As the skipping rope?
It sounds simple and easy, but if you get used to it could be very difficult because you do not just randomly jump, you're using a rope with which your ability to have a rope skipping handle the needs of the jumping technique and experience want to pass the correct amount.
Jump Starter
I'll show you how efficient and fair to jump the rope in order to maximize results in the shortest possible time - the results as a full cardio workout for the body, heart andLung; metabolism helps burn calories and help to improve the strength of strength and coordination, to name a few.
Before jumping
Wear cushioned shoes such as sneakers or running shoes with extra padding for extra support Use the correct length of rope skipping. It should be neither too long nor too short. This is to prevent accidents and travel. The cable length should be from the armpits to extend the foot when measured against yourFramework Get a rope, the lightweight and / or adjusted Find a soft surface like dirt or soft carpet / hardwood floor, jump up Choose an open space to jump rope
For beginners
First, the case without a jump rope. Try to jump and land on the balls of pace.
Keep your heels off the ground, stand on your toes. Use your knuckles as a feather effect to this eliminates the chance your feet smacking hard on the floor.
How do you copemost of your landing skills. The end result is that you balance with your feet flat and your weight. Continue to practice until you get this.
Jump rope!
OK, finally, jumping rope!
How?
Just hold the rope handles on each of your hand Place the rope behind her back and let the loop hang behind the feet Throw the rope over his head and your feet, jump on him.

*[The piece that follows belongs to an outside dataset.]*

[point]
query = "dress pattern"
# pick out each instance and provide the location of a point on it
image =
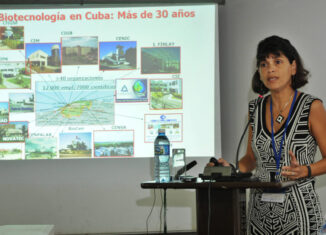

A good point to jump - jump when you hear theRope on the floor in front of you Use the technique you've learned rhythm to jump first. Take your time. It takes a while 'before you get the timing right One is to try to please turn your attention to a single object. It helps you focus and maintain balance. You can also judge whether the string without them directly They are small cracks, how to save more energy and jump Jump (no trip) and see how long you can do. For starters, you switch to say directly2-3 minutes, 2-3 times a week for 1-2 weeks, let your body and heart to get used to the effects of the jump If you have conditioned your body and more of the heart, you can jump to 50-10 minutes per session, 3-4 times a week for 2-3 weeks Then you are your body and heart are already in good shape, so you should be able to go directly to 15 to 20 minutes per session, 3-4 times a week
Jumping rope is very effective. You know, boxers use it for their packagingBodies.
It 's more efficient execution. Burns about 200-300 calories in a jump of 15 to 20 minutes. You can also make a pleasant exercise.
So try it!
Jump rope for maximum results How?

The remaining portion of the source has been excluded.